Enter at your own risk: you’ve made your way to the Oregon Country Fair!
I let my daughter and her fiance lead the way in 2012 when they finally convinced my husband and me to attend for one day. Immediately it felt as if I was stepping back into those hippie days when I attended open air music and other arts festivals with like-minded friends. I prepared for the inevitable scent of marijuana on the breeze, outrageous costumery and random hi-jinks. I was not much off the mark. Come along with the four of us to get a taste of a slightly mad, creative and fun event. Showtime!
According to Wikipedia and website info, the Oregon Country Fair was conceived and first unrolled in 1969 as a benefit for an alternative school. Over the decades this fair has grown into a colossal event with at least 45,00 visitors over a three day period. Set within wooded acreage owned by OCF outside of Veneta, Oregon, it’s billed as a non-profit educational organization. They still donate funds to their chosen recipients. It has a half dozen permanent staff but thousands of volunteers, performers and artisans contribute to its ongoing annual event and they clearly provide its longevity. But most likely go because it remains an outpost of hippiedom with its expressive arts, a broad array of seldom seen or heard fantastical fare. Plus, you can wear beautiful wings or whatever desired (it may at times be a bit risque, allowed within limits). Even if you are a 60+ years person one is encouraged to doff enchanted fairy or steampunk or what-have-you accouterments. It’s the fair’s intention that we become a part of the performance, the zany milieu.
I confess to having appeared rather an ordinary woman and did not sport iridescent wings… somewhat to my regret as I do have the capacity in me. But I did appreciate my daughter’s red dress and fancy touches of gold. And nabbed this picture of her multiple smiling faces! Others were casually attired while some were eye-popping.
On offer were food and drink, entertainment galore, arts and crafts, music and dance; vaudeville, circus acts, marching bands plus solo musicians of all types and even spoken word. There are 960 booths at which to gawk and spend money. Workshops abound regarding all types of physical and spiritual well being plus arts and crafts. Concerts can be heard coming around each new scene, and many buskers enthusiastically perform along winding, green paths. Even a few talented children got in the act.
The above picture shows a musical sculpture. It was mesmerizing to coax resonant notes and unusual sounds by striking or pounding on varying parts of the metal design. I do not recall who built it.
Moving along through the treed acreage was like being sheltered by a dome of green light. We walked amid mobile fantasy that unfolded one act after another while walking through a cheerful crowd. Even stone cold sober one begins to feel one’s consciousness altered due to a myriad of changing, vibrant sights, scents, tastes and sounds. If stimulation and surprise are not something you seek this is not the place to be; one may as well surrender or go home.
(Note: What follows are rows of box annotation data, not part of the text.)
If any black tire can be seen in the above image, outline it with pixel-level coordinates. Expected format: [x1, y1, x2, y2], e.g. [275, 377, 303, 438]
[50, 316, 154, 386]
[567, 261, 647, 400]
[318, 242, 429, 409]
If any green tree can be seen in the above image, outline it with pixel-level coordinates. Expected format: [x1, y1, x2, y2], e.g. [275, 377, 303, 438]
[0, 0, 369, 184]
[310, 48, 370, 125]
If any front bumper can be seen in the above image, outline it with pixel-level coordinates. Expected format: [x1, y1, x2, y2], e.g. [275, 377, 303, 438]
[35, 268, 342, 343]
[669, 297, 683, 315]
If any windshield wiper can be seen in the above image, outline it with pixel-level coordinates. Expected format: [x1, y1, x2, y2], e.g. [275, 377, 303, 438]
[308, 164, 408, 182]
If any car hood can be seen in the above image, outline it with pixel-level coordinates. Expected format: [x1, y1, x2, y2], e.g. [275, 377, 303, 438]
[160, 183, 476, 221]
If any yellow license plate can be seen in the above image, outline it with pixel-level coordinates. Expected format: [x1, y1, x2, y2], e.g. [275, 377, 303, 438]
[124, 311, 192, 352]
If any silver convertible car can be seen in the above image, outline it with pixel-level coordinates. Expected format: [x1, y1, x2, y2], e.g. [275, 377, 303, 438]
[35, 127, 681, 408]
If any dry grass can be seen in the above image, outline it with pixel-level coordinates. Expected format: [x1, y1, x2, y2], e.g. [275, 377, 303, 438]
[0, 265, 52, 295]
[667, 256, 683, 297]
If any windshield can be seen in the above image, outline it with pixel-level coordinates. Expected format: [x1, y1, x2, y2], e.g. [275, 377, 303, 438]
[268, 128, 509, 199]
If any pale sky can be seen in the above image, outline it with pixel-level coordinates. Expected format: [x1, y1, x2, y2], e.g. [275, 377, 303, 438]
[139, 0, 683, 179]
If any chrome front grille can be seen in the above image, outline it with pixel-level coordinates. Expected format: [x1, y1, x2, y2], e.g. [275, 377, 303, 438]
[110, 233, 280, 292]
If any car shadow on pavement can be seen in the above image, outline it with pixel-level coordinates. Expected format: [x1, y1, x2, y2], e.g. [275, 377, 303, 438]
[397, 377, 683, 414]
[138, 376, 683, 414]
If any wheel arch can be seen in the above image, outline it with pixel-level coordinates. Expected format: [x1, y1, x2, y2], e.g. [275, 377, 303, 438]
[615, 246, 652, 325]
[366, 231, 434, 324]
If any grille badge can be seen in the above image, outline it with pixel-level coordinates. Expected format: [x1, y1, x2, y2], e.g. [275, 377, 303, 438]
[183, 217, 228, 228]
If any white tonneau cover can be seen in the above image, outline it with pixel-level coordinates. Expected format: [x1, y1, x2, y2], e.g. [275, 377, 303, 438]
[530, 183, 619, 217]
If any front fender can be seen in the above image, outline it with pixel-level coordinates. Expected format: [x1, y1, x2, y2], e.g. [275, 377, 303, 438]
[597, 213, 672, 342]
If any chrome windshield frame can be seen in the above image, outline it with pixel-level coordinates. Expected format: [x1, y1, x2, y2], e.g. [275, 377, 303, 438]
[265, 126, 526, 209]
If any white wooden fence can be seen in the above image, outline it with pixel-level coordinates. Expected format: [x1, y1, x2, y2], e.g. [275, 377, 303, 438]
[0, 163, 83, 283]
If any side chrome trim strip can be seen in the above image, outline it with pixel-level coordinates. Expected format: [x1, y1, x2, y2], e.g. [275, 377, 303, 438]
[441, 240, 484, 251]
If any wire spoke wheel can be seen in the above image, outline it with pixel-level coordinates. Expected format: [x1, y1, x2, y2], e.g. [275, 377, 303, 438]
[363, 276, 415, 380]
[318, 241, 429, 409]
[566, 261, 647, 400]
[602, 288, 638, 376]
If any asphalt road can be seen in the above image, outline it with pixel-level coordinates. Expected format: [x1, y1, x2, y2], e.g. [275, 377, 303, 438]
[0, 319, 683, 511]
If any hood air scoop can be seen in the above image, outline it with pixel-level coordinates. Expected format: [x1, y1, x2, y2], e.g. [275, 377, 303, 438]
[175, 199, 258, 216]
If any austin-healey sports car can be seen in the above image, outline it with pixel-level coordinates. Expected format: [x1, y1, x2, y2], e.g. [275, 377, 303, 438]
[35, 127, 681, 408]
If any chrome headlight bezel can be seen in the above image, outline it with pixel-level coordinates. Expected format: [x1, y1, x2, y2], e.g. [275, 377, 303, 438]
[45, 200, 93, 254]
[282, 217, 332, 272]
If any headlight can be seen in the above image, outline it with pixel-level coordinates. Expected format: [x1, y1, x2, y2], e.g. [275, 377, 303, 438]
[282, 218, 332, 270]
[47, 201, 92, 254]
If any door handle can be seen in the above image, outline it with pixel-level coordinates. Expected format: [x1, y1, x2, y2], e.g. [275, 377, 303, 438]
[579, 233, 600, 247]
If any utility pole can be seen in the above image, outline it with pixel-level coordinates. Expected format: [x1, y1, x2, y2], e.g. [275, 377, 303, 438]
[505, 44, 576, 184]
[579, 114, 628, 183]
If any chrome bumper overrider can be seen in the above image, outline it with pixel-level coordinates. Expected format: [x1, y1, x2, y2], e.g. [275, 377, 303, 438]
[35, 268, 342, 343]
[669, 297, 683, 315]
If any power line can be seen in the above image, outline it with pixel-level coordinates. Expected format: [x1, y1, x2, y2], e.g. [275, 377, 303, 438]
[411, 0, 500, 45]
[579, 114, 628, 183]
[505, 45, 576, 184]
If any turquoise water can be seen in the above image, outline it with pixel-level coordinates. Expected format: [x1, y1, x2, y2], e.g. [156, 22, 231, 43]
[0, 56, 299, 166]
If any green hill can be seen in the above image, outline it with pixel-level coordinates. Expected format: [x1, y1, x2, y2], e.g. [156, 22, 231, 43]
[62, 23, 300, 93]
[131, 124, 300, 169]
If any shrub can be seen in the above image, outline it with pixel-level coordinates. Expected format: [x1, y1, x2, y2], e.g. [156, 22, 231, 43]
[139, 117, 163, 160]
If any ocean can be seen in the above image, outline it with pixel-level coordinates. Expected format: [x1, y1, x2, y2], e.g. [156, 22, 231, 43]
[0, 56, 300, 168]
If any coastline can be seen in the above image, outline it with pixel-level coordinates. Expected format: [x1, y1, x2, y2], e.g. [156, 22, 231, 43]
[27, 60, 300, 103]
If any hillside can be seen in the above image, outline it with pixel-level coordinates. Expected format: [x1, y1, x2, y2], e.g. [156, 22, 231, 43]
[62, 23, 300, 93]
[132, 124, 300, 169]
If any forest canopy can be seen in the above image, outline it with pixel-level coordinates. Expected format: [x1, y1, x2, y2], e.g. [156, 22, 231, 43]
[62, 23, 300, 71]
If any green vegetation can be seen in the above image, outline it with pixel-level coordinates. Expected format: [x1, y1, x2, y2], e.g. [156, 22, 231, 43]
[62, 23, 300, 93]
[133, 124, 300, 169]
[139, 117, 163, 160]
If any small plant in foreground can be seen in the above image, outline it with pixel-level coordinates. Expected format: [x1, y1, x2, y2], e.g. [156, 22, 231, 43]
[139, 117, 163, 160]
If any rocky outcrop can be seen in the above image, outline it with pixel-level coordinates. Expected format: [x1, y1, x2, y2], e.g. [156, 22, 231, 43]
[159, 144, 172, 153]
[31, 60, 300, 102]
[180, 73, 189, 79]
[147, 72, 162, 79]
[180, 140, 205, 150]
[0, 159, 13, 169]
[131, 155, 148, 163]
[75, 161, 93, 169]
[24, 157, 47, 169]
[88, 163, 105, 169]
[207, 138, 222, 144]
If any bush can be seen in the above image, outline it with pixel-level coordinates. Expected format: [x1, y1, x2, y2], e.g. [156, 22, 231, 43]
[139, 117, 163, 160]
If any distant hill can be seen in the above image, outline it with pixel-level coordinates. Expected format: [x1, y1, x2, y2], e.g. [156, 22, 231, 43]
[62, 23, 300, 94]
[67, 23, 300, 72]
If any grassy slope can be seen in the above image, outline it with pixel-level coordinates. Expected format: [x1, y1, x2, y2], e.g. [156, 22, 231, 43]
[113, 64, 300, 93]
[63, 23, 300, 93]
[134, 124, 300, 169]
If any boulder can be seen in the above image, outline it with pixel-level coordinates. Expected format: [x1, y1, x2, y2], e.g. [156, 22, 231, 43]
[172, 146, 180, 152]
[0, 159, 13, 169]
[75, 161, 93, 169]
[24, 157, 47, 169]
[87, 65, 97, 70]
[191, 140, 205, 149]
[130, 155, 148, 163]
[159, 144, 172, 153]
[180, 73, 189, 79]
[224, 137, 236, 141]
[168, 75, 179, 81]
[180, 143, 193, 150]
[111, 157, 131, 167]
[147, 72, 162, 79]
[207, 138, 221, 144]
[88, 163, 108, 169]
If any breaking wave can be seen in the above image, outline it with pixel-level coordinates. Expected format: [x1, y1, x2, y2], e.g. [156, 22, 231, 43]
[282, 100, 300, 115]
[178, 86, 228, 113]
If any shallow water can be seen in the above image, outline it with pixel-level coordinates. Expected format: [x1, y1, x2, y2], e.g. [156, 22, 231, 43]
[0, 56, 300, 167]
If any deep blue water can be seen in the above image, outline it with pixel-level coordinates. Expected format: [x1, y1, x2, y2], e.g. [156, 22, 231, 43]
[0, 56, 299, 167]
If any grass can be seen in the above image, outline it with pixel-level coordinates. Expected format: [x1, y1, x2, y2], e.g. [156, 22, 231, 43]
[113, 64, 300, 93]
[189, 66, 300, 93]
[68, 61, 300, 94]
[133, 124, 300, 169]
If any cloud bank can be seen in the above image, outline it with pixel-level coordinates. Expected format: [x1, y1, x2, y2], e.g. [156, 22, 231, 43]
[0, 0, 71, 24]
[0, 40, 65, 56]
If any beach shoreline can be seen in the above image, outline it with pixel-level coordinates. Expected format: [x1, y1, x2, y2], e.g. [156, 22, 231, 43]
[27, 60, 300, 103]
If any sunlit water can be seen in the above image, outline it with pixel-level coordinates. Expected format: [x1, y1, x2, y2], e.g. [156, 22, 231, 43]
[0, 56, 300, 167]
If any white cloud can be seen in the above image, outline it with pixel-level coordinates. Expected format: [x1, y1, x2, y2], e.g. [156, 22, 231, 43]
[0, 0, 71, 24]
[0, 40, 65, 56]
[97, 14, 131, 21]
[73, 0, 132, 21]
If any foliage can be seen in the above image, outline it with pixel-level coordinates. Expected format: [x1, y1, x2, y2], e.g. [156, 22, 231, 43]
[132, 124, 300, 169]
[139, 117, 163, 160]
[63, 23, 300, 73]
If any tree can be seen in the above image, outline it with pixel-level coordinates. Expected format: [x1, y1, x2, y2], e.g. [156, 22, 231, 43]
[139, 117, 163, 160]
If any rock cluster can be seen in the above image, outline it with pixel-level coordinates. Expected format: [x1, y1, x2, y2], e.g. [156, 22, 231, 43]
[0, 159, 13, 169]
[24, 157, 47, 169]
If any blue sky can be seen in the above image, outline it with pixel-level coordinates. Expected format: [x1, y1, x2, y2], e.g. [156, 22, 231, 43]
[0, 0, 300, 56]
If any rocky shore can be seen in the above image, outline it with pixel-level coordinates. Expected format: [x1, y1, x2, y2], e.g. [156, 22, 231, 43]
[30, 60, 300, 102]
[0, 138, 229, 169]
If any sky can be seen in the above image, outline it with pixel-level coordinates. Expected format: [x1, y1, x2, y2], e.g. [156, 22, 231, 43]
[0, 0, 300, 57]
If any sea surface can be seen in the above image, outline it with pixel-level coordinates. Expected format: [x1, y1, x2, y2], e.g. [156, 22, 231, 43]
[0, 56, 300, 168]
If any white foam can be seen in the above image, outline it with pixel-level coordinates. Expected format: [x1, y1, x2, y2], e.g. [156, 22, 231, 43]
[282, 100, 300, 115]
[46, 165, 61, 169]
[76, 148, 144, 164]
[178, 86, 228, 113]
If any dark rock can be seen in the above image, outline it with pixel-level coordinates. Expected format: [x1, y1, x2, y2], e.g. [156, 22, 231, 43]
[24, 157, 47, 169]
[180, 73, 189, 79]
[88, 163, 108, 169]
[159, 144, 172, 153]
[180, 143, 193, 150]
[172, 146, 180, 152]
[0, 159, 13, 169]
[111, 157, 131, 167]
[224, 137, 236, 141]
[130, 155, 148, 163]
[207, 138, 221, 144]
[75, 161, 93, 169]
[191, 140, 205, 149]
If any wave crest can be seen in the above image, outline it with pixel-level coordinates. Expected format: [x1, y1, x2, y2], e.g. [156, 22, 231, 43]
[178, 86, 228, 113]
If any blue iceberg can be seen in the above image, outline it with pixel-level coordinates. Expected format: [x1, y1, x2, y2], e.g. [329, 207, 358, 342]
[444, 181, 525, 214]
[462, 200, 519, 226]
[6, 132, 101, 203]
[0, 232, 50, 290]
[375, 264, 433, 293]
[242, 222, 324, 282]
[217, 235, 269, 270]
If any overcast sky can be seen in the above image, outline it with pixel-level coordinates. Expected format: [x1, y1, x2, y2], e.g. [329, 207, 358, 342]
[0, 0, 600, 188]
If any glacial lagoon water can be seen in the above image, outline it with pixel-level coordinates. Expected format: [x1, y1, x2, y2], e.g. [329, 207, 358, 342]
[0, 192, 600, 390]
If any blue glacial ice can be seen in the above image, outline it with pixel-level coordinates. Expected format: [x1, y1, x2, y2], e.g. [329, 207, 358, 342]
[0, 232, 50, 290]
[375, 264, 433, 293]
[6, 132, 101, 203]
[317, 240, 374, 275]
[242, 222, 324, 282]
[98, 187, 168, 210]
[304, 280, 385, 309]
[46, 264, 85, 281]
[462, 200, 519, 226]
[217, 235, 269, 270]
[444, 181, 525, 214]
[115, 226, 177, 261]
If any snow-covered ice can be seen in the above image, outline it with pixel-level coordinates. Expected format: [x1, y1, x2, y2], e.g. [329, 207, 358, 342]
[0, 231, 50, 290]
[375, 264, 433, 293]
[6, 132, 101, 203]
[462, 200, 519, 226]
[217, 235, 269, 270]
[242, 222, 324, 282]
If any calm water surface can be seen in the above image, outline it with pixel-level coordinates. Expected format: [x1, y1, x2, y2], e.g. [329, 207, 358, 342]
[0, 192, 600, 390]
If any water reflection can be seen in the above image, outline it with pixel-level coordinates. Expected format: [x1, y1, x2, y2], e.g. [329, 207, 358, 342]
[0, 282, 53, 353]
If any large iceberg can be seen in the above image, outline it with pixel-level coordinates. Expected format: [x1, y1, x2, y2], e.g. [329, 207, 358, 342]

I felt I needed to attend the OCF at least once, as it is a Pacific Northwest experience, creative connection between people who might not intersect otherwise. One enters into experience as spectators during performances but then again by interacting with a kaleidoscopic moments, an abundance of milling, motley characters. The crowd was dense and sights numerous, yet there was a pervasive sense of surprise, wonderment. Peaceable pleasure.
Though I was tired out at end of a long day, ready to lounge in air conditioning with a tall iced tea, I’m glad we attended with our youngest daughter and her partner. Once was satisfying– an infusion of unique possibilities acted out in the open air– and perhaps enough for me as I embraced my own real hippie scenarios long ago. My husband found it a bit much but remained a good sport. It is one kind of Oregon summer tradition and thousands love to come year after year.
I hope you have enjoyed the abbreviated but decent sampling of an Oregon Country Fair experience as I saw it in 2012. Need a recharge? Want to push some boundaries but harmlessly? Looking for poetic inspiration? Everyone needs small breaks from a more mundane reality. May you embrace your own weird, lively, magical outing this summer!